Cost of property
Sir: Mr Reg Freeson (June 10) says that the cost of property is a central cause of inflation. Surely it is a result: too much money accruing frorn increased incomes boosted by easy credit chasing too few houses in a market held back for too long by a credit squeeze and now restricted by land shortage, labour troubles and lack of materials. The basic problem is stop-go economics, accentuated in this case by a change of government. The central fact is that there is an overwhelming demand for homeownership and house prices have gone up because many more people have the money to pursue their legitimate ambition. The only sound long-term solution for stabilising prices without choking off the highly desirable increased flow of investment into housing and building is to build more houses at reasonable prices in places where people want to live. This requires an ample supply of suitable land at reasonable prices, available not to land and property speculators but to genuine housebuilders.

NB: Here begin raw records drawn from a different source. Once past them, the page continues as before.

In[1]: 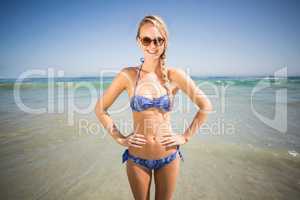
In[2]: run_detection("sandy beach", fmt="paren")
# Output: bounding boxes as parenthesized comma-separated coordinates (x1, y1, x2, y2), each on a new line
(0, 113, 299, 199)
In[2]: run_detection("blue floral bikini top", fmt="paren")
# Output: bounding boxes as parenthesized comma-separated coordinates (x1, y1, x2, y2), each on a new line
(130, 65, 173, 112)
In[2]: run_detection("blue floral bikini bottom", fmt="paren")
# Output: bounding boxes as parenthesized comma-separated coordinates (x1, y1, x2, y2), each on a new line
(122, 145, 184, 170)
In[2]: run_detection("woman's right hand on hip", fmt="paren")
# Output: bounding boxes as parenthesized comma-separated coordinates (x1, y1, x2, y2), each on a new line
(121, 133, 147, 148)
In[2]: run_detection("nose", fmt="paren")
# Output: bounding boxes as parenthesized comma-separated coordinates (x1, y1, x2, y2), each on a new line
(149, 41, 157, 49)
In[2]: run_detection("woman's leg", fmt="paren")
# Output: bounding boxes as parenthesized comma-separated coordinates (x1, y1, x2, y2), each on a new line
(126, 159, 152, 200)
(154, 156, 180, 200)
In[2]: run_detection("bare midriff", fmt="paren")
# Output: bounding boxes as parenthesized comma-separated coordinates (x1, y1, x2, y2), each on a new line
(128, 109, 177, 160)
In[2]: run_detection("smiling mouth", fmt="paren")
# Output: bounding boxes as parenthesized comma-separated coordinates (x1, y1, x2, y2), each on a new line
(146, 50, 158, 54)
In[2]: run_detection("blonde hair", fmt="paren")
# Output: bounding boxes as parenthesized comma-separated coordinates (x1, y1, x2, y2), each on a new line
(136, 15, 174, 116)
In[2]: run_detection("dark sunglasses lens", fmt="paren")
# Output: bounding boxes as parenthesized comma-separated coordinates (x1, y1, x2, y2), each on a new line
(155, 37, 164, 46)
(142, 37, 152, 46)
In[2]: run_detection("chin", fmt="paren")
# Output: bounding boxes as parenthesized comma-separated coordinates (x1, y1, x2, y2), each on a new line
(144, 53, 162, 60)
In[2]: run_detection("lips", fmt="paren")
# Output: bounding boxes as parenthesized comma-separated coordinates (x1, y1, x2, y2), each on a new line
(146, 50, 158, 54)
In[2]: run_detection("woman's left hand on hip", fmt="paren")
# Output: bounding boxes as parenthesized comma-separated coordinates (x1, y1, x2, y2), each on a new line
(159, 134, 187, 147)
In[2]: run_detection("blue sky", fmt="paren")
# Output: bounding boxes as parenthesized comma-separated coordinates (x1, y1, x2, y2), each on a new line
(0, 0, 299, 78)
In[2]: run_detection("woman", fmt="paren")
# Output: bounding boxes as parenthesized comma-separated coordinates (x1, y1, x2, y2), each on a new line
(95, 15, 212, 200)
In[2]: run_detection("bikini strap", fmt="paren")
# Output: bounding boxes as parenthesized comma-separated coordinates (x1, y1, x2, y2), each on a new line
(177, 145, 184, 162)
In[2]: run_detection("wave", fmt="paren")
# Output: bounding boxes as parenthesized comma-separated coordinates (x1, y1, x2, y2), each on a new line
(0, 77, 299, 90)
(0, 82, 110, 90)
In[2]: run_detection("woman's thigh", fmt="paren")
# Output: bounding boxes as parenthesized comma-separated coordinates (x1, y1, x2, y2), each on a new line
(126, 160, 152, 200)
(154, 157, 180, 200)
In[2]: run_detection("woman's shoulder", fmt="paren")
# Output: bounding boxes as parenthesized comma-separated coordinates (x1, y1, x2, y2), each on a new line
(167, 66, 188, 81)
(117, 66, 140, 83)
(120, 66, 139, 75)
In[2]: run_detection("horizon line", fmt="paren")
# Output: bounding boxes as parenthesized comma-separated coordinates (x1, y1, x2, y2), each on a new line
(1, 74, 300, 80)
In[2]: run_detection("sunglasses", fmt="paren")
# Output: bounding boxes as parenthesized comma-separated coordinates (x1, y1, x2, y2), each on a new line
(139, 36, 165, 46)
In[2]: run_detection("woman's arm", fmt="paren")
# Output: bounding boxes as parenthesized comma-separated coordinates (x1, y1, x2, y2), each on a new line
(94, 68, 130, 146)
(171, 68, 213, 142)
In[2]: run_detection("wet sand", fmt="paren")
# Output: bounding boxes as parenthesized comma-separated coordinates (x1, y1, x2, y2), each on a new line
(0, 113, 300, 200)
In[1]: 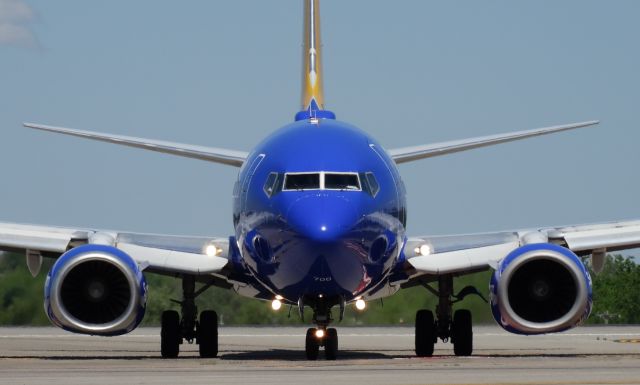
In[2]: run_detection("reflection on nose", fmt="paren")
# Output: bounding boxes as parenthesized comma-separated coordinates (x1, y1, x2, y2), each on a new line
(285, 195, 360, 241)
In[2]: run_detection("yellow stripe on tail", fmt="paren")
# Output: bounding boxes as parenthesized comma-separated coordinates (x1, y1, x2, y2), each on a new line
(301, 0, 324, 111)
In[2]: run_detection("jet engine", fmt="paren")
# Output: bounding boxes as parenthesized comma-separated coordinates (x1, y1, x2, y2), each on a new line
(44, 244, 147, 336)
(490, 243, 592, 334)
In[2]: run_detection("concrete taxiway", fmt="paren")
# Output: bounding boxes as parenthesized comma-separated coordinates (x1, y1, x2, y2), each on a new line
(0, 325, 639, 385)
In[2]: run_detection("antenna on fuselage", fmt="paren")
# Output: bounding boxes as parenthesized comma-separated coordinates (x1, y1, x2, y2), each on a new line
(295, 0, 336, 121)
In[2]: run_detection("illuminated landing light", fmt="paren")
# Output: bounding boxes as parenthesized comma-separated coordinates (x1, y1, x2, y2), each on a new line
(271, 299, 282, 311)
(275, 295, 284, 301)
(315, 329, 325, 338)
(414, 244, 432, 256)
(355, 299, 366, 311)
(205, 244, 221, 257)
(320, 225, 327, 232)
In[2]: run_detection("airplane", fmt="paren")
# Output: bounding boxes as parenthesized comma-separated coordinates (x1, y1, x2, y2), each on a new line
(2, 0, 639, 361)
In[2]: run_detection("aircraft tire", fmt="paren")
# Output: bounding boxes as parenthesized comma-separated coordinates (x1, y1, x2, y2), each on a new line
(198, 310, 219, 358)
(305, 328, 320, 360)
(161, 310, 180, 358)
(452, 309, 473, 356)
(325, 328, 338, 360)
(415, 309, 435, 357)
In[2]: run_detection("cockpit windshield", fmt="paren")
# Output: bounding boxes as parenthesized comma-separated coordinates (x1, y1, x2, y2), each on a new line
(324, 173, 360, 191)
(268, 171, 375, 195)
(284, 173, 321, 190)
(282, 172, 362, 191)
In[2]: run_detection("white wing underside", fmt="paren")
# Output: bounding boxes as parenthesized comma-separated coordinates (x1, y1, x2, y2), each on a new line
(403, 220, 640, 281)
(0, 222, 231, 277)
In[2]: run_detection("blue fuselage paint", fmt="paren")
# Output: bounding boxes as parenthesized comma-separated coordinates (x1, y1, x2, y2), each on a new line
(232, 117, 407, 303)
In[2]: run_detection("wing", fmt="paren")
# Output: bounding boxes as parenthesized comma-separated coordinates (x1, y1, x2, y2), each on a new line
(400, 219, 640, 283)
(23, 123, 248, 167)
(0, 221, 233, 282)
(387, 121, 599, 164)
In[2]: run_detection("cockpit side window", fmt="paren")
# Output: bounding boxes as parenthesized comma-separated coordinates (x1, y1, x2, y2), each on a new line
(263, 172, 280, 197)
(324, 173, 361, 191)
(284, 173, 320, 191)
(365, 172, 380, 197)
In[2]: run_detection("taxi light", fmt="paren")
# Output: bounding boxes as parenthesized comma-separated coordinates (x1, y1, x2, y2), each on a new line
(275, 295, 284, 300)
(315, 329, 325, 338)
(415, 244, 432, 256)
(271, 299, 282, 311)
(355, 299, 366, 311)
(205, 244, 220, 257)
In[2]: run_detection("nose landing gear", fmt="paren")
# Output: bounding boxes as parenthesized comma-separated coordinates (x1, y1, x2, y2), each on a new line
(301, 295, 342, 360)
(305, 327, 338, 360)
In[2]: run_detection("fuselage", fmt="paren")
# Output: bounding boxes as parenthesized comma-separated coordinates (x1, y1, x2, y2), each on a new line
(232, 117, 407, 305)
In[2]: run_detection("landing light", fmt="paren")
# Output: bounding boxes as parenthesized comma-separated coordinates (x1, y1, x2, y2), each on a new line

In turn, this requires an end to the authoritarianism of local planning authorities and a tremendous drive for the provision of main services, especially sewerage, which in many places seem to have been inadequate even for the 'thirties. A swift increase in new housing would absorb a great deal of inflationary spending power in a worthwhile way as well as spreading property equity more evenly among the population, thus reducing the polarisation of wealth, the opportunities for unearned and undeserved capital gains and the obvious discrepancies in personal income and expenditure which inspire swingeing wage demands. Mr Freeson's plan for price control and public ownership of urban land would 'cost the earth' and build nothing except a labyrinthine bureaucracy on the shifting sands of even more tortuous housing legalisms. Prices are relative to supply and demand and will always find their own level, even if this involves an official price and a free market price. He has a point about British Rail and MoD prop erty holdings, It is indeed nonsense that public authorities should buy and sell land among themselves. Land surplus to their functional requirements should be made to work for the taxpayer, not against him, by being sold for private housing development.